Rates avoidance schemes
Property owners can create Special Purchase Vehicle (SPV)companies and let their empty premises to them. If the SPVs are then placed into liquidation the liquidators can obtain full rates relief. If they are dissolved, liabilities (including for business rates pass) to the Crown bona vacantia. In Hurstwood Properties (A) Ltd v Rossendale BC, the Supreme Court held that it was arguable that the SPVs were not capable of occupying and using the properties so liability for business rates remained with the property owner. The Supreme Court has remitted the case back to the High Court to determine the issue.
Recovery of rent under leases
In two recent High Court cases the judges have held that tenants remain contractually liable for rent, insurance rent and service charge under their leases during the coronavirus lockdown periods in 2020/2021 notwithstanding that they could not open their premises to the general public. There were no grounds for implying a rent suspension provision in the leases for pandemic closures or extending insurance provisions to cover losses arising from the pandemic.
CVAs and restructuring
Tenants will be happier with the outcome of three recent cases on Company Voluntary Arrangements (CVAs) and company restructurings where landlords (as a class of creditor of the failing company) can have significant changes to the terms of their leases imposed by the CVA or restructuring plan including moving to a turnover rent basis or effectively reducing the rent that they receive to zero.

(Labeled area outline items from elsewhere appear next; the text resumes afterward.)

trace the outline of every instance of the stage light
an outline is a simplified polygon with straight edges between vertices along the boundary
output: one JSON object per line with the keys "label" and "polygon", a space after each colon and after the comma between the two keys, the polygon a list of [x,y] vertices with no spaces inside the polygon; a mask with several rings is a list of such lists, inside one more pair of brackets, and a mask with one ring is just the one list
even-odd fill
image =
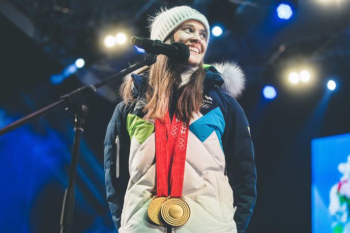
{"label": "stage light", "polygon": [[104,38],[104,45],[107,48],[113,47],[115,44],[115,38],[113,36],[108,35]]}
{"label": "stage light", "polygon": [[306,70],[303,70],[299,74],[300,81],[303,82],[307,82],[310,80],[310,73]]}
{"label": "stage light", "polygon": [[277,93],[276,92],[275,88],[273,86],[269,85],[265,86],[262,90],[262,93],[264,94],[264,96],[266,99],[270,100],[275,99],[277,95]]}
{"label": "stage light", "polygon": [[115,35],[115,42],[118,44],[123,44],[126,41],[126,35],[123,33],[117,33]]}
{"label": "stage light", "polygon": [[299,75],[296,72],[290,73],[288,76],[288,79],[291,84],[297,84],[299,82]]}
{"label": "stage light", "polygon": [[327,83],[327,88],[331,91],[333,91],[337,86],[337,84],[333,80],[330,80]]}
{"label": "stage light", "polygon": [[75,66],[81,68],[85,65],[85,61],[83,59],[78,59],[75,61]]}
{"label": "stage light", "polygon": [[78,68],[75,66],[75,64],[72,64],[63,70],[62,74],[64,77],[66,78],[75,73],[77,70],[78,70]]}
{"label": "stage light", "polygon": [[289,5],[281,4],[276,9],[277,15],[279,18],[282,19],[289,19],[293,15],[293,11]]}
{"label": "stage light", "polygon": [[215,26],[212,29],[212,33],[215,37],[218,37],[222,34],[222,29],[219,26]]}

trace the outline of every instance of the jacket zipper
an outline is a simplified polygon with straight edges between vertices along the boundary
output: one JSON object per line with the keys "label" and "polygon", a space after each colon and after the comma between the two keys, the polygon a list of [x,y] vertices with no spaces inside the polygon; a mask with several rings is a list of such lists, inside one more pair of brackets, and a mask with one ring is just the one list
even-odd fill
{"label": "jacket zipper", "polygon": [[115,158],[115,176],[117,178],[119,178],[119,135],[116,135],[115,137],[115,145],[116,147],[116,157]]}

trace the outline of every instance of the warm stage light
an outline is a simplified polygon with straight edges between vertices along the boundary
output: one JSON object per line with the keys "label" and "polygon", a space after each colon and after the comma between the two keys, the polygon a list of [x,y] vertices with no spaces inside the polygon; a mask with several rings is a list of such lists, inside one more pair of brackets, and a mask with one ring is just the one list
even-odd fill
{"label": "warm stage light", "polygon": [[104,38],[104,45],[107,48],[113,47],[115,44],[115,38],[113,36],[108,35]]}
{"label": "warm stage light", "polygon": [[81,68],[85,65],[85,61],[83,59],[78,59],[75,61],[75,66]]}
{"label": "warm stage light", "polygon": [[212,33],[215,37],[218,37],[222,34],[222,29],[218,26],[215,26],[212,29]]}
{"label": "warm stage light", "polygon": [[333,91],[334,89],[335,89],[336,86],[337,84],[333,80],[330,80],[328,81],[328,82],[327,83],[327,88],[328,88],[328,89],[331,91]]}
{"label": "warm stage light", "polygon": [[310,80],[310,73],[306,70],[303,70],[299,74],[300,81],[303,82],[307,82]]}
{"label": "warm stage light", "polygon": [[281,4],[278,5],[276,9],[277,15],[282,19],[289,19],[293,15],[293,11],[290,6],[287,4]]}
{"label": "warm stage light", "polygon": [[299,75],[296,72],[290,73],[288,76],[288,79],[291,84],[297,84],[299,82]]}
{"label": "warm stage light", "polygon": [[115,35],[115,42],[118,44],[123,44],[126,41],[126,35],[123,33],[117,33]]}

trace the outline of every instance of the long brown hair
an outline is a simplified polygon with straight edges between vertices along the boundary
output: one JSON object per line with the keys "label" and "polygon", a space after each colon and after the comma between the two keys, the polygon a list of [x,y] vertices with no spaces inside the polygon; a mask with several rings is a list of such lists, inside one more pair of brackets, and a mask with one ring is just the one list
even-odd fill
{"label": "long brown hair", "polygon": [[[165,43],[174,41],[173,34],[169,36]],[[177,118],[188,121],[194,113],[198,112],[203,102],[203,86],[205,71],[203,62],[192,74],[189,82],[184,88],[175,109]],[[159,55],[157,62],[150,67],[144,67],[135,73],[148,73],[148,86],[145,93],[147,105],[143,111],[147,119],[162,119],[168,110],[172,97],[173,89],[176,88],[176,80],[181,80],[180,72],[176,65],[164,55]],[[130,104],[134,100],[132,79],[127,78],[120,87],[120,93],[123,101]]]}

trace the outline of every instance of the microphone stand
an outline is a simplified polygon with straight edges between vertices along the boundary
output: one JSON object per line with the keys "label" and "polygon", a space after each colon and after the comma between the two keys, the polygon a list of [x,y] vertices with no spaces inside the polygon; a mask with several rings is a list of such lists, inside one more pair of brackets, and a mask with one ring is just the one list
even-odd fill
{"label": "microphone stand", "polygon": [[150,66],[157,61],[157,55],[148,54],[142,62],[137,63],[127,69],[122,70],[103,81],[94,85],[86,85],[77,89],[70,93],[60,97],[60,100],[38,111],[30,114],[0,129],[0,136],[30,122],[49,112],[63,107],[69,109],[75,115],[74,120],[74,140],[72,153],[72,159],[69,168],[68,187],[66,189],[63,199],[61,218],[61,233],[69,233],[73,222],[73,213],[74,209],[74,185],[76,177],[77,166],[81,135],[84,131],[85,119],[88,116],[88,108],[84,100],[96,92],[98,88],[113,82],[117,79],[125,76],[128,74],[144,66]]}

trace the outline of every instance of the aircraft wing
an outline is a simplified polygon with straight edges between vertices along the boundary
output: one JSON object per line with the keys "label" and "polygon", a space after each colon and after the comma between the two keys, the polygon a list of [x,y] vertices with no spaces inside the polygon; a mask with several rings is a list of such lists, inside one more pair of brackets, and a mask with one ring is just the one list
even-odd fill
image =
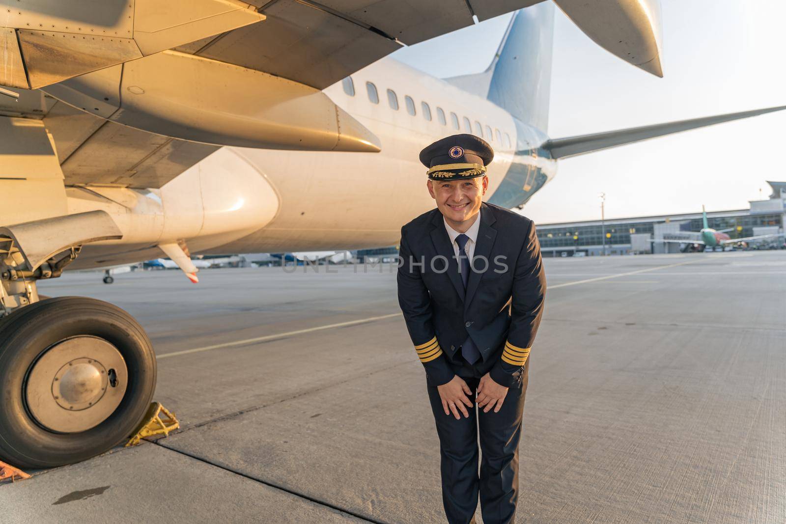
{"label": "aircraft wing", "polygon": [[[0,94],[0,113],[45,120],[67,185],[158,188],[221,145],[376,152],[321,90],[404,45],[542,1],[0,0],[13,7],[0,20],[0,85],[20,94]],[[659,0],[555,3],[659,75]]]}
{"label": "aircraft wing", "polygon": [[730,122],[747,119],[751,116],[757,116],[765,113],[770,113],[775,111],[786,109],[786,105],[773,108],[766,108],[763,109],[754,109],[752,111],[743,111],[737,113],[727,113],[725,115],[716,115],[714,116],[705,116],[703,118],[692,119],[689,120],[678,120],[677,122],[669,122],[667,123],[656,124],[654,126],[642,126],[641,127],[630,127],[628,129],[618,130],[615,131],[605,131],[603,133],[593,133],[591,134],[583,134],[575,137],[567,137],[564,138],[552,138],[546,141],[543,148],[551,152],[552,158],[560,159],[577,155],[594,152],[602,149],[615,148],[619,145],[633,144],[634,142],[663,137],[674,133],[681,133],[692,129],[712,126],[722,122]]}
{"label": "aircraft wing", "polygon": [[771,235],[757,235],[756,236],[745,236],[744,238],[733,238],[729,240],[722,240],[723,245],[729,244],[738,244],[740,242],[748,242],[750,240],[760,240],[765,238],[776,238],[778,236],[783,236],[784,233],[778,233]]}

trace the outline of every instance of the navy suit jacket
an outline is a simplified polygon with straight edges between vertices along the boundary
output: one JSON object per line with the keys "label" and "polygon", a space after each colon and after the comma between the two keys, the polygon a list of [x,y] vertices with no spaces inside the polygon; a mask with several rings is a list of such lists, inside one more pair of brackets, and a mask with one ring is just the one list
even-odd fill
{"label": "navy suit jacket", "polygon": [[520,381],[545,297],[534,223],[482,203],[466,291],[439,209],[404,225],[400,246],[399,303],[428,383],[453,379],[468,335],[480,351],[476,365],[483,374],[505,387]]}

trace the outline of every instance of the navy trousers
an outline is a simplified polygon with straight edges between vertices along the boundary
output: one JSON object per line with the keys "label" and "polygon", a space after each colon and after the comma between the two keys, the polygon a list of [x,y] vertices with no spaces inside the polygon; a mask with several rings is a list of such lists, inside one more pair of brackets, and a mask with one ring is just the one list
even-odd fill
{"label": "navy trousers", "polygon": [[[499,412],[484,413],[477,406],[467,408],[469,418],[457,420],[446,415],[436,387],[427,387],[439,436],[443,504],[450,524],[474,524],[480,497],[484,524],[508,524],[516,519],[519,496],[519,441],[529,362],[521,382],[508,390]],[[474,366],[457,370],[472,390],[475,399],[480,376]],[[478,436],[480,441],[480,475],[478,475]]]}

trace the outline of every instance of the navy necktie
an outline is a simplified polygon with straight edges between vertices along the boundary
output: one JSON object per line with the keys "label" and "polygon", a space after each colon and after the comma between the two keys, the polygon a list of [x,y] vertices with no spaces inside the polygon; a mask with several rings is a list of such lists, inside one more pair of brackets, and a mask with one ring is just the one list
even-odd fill
{"label": "navy necktie", "polygon": [[[467,251],[465,250],[468,240],[469,240],[469,237],[464,233],[456,237],[456,244],[458,245],[458,261],[461,268],[461,280],[464,282],[465,294],[467,292],[467,281],[469,280],[470,272],[469,257],[467,256]],[[461,355],[470,364],[475,364],[480,358],[480,352],[478,351],[478,347],[472,342],[471,337],[468,336],[467,339],[461,345]]]}

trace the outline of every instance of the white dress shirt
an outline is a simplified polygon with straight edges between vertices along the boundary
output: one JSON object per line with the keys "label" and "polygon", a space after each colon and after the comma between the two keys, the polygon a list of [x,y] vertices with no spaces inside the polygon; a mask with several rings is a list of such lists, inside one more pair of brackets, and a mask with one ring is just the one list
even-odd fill
{"label": "white dress shirt", "polygon": [[[456,260],[458,258],[458,244],[456,244],[456,237],[461,235],[458,231],[456,231],[452,227],[448,225],[447,221],[445,220],[445,217],[443,217],[443,222],[445,222],[445,230],[447,231],[447,236],[450,237],[450,244],[453,244],[454,253],[456,254]],[[478,240],[478,231],[480,229],[480,211],[478,211],[478,218],[475,219],[475,223],[469,226],[469,229],[465,232],[465,235],[469,237],[467,240],[467,244],[464,247],[464,251],[467,252],[467,258],[469,259],[469,262],[472,262],[472,255],[475,254],[475,244]]]}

These changes were said to be fair where the landlord was given the option of terminating the lease it is was unhappy with the changed terms.
Restructuring plans under Part 26A Companies Act 2006 have to be fair but this does not prevent some landlord being treated more favourably whilst others might not receive any money or a much-reduced amount. As long as the company has good commercial justification for its proposals, it is likely to be seen as fair by the court. The purpose of the process is to rescue the company. The court can impose the restructuring plan on dissenting creditors where it is right to do so.
CVAs can substantially re-write the bargain between the landlord and the tenant under the terms of a lease where the tenant is in financial difficulties. The takeaway message for landlords is that the courts will favour rescuing the company over preserving the bargain between the landlord and the failing tenant. Landlords faced with tenants entering into a restructuring plan or CVA need to get early legal advice on what the plans entail and to ensure that that they are being imposed fairly.
The pandemic may have slowed down changes in the property world for a period but we are now seeing a plethora of developments across all sectors for which legal advisers need to be prepared.